Conocí a una empresaria en Miami que llevaba seis años con un empleado que no daba la talla técnicamente. Lo mantenía porque era el sostén de su familia y porque ella sabía que en otra empresa no lo iban a contratar. Cuando le pregunté si eso no afectaba su negocio, me dijo: "Sí. Pero hay decisiones que uno toma por algo que vale más que el margen." Esa decisión es Autocompasión bajo el agape. στέγει cubriendo a un frágil sin necesidad de aplaudirlo.

Conocí a un pastor que dejó de cobrar honorarios cuando descubrió que la familia que lo invitaba a predicar estaba endeudada. Lo descubrió porque preguntó. Y preguntar es Autoevaluación operando — el examen honesto que no se contenta con la apariencia.

Los tres chasis se soldaron en silencio durante años. Ningún periódico los cubrió. Ningún algoritmo los premió.
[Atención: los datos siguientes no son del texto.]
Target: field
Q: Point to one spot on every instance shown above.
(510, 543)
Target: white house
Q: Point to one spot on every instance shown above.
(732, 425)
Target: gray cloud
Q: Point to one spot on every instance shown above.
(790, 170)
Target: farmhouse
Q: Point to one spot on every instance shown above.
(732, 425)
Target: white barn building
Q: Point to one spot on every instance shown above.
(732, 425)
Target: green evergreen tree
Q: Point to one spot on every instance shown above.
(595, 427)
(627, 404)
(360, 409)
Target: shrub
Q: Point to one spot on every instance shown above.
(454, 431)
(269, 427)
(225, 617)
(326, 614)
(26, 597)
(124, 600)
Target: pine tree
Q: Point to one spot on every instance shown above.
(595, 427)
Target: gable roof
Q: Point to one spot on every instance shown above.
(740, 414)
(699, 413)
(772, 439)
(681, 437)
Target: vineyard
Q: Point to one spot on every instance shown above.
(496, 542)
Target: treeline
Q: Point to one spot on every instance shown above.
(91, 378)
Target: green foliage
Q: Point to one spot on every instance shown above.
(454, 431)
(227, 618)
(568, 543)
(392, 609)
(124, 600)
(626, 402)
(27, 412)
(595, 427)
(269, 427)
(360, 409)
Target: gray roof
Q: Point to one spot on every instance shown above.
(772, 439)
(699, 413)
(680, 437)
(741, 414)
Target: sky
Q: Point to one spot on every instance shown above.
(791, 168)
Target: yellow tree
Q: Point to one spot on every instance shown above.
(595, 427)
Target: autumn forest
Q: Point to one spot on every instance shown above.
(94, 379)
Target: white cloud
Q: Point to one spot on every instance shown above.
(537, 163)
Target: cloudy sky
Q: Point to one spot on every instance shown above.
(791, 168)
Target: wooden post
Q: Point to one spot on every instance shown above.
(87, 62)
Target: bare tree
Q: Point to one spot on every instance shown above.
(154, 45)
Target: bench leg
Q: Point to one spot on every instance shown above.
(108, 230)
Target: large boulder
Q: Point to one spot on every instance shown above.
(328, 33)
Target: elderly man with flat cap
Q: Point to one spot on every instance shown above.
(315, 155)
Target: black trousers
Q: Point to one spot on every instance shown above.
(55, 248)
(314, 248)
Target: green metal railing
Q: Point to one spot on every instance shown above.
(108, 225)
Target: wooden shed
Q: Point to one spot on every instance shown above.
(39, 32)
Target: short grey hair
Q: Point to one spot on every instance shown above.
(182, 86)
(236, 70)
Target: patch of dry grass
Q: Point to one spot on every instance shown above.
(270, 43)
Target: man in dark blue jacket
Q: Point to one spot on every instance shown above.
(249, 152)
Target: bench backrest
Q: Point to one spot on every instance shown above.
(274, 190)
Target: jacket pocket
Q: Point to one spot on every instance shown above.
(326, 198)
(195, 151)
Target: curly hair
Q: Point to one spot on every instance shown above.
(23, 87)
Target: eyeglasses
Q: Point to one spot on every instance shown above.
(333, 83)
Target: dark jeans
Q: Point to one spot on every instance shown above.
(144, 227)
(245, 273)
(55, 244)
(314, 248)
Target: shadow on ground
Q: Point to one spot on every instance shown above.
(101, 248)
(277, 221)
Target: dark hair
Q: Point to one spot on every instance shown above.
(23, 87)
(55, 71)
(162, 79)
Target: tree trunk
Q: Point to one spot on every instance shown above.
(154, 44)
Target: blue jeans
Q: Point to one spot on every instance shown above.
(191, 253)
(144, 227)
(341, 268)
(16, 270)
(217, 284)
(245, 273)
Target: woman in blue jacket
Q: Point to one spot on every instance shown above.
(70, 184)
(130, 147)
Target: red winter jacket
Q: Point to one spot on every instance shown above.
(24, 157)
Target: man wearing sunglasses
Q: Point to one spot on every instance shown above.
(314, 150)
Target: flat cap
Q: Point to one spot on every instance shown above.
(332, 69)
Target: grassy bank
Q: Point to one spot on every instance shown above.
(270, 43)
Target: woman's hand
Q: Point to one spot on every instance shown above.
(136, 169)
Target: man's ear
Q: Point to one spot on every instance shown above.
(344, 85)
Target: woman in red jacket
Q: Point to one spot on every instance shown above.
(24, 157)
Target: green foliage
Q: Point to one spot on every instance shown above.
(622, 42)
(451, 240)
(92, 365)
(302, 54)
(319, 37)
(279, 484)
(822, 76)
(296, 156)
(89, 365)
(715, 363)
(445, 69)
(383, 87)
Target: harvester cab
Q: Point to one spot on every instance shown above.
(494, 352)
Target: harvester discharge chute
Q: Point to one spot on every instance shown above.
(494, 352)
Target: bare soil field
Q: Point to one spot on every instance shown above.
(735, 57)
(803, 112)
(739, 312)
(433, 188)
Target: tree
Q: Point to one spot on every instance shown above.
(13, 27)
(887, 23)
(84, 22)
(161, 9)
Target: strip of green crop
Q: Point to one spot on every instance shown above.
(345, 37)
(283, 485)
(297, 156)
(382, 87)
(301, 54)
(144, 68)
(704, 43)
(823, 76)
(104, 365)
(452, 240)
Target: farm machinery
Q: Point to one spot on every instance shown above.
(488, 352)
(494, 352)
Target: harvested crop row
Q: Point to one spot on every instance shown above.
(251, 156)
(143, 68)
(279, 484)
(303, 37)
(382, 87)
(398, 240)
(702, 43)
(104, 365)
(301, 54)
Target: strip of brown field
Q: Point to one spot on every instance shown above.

Cuando el momento llegó, la decisión salió natural.


El agape como la costura de los dos autos

Los cuatro movimientos del agape son la sustancia operativa en la que Autoevaluación y Autocompasión se vuelven costura del carácter cristiano.

στέγει — cubre lo que la evaluación encontró frágil en vos mismo, en lugar de destruirlo.

πιστεύει — confía que la obra del Espíritu va a operar donde el examen detectó debilidad.

ἐλπίζει — espera el cambio prometido sin pretender que ya llegó.

ὑπομένει — permanece en el proceso durante años, sin atajos cosméticos.

Sin los cuatro movimientos, la Autoevaluación se vuelve perfeccionismo o autoflagelo. La Autocompasión se vuelve permisividad. Bajo los cuatro movimientos del agape, las dos cooperan con el Espíritu y producen el carácter que el mundo ve cuando llega la prueba.


Lo invisible debajo de la pintura

Schultz lo dijo en una entrevista años después: "Las decisiones más importantes de Starbucks las tomé cuando nadie las estaba mirando." Esa frase es la descripción técnica del carácter.

La pintura es lo que el mundo ve. El tablero es lo que el cliente toca. El motor es lo que la prensa cubre. Nada de eso es chasis. El chasis es lo que sostiene cuando algo dobla la estructura.

Y el chasis se suelda en silencio. Decisión tras decisión. Examen tras examen. Compasión tras compasión. Año tras año. Sin que nadie aplauda. Sin que nadie reconozca.

El día que la prueba llegue — y siempre llega — la decisión va a salir natural. Va a salir natural porque el chasis ya estaba soldado.


La pregunta de fondo

¿Qué pruebas del fuego estás haciendo sobre vos mismo cuando nadie te está mirando?

No respondas rápido. La gente que responde rápido no se está examinando. La gente que se examina tarda. Y la gente que se examina con compasión tarda más, pero sostiene.


Microejercicio: esta semana, en tres días distintos, escribí en una hoja una sola pregunta cada día: ¿qué hice hoy que predico? ¿qué hice hoy que contradigo lo que predico? ¿cómo me trato cuando descubro la contradicción?

La primera pregunta es Autoevaluación. La segunda es Autoevaluación más honda. La tercera es Autocompasión bajo el agape. Las tres juntas son el chasis del Líder 4×4 soldándose en silencio.


¿Te examinás con misericordia o solo con sentencia?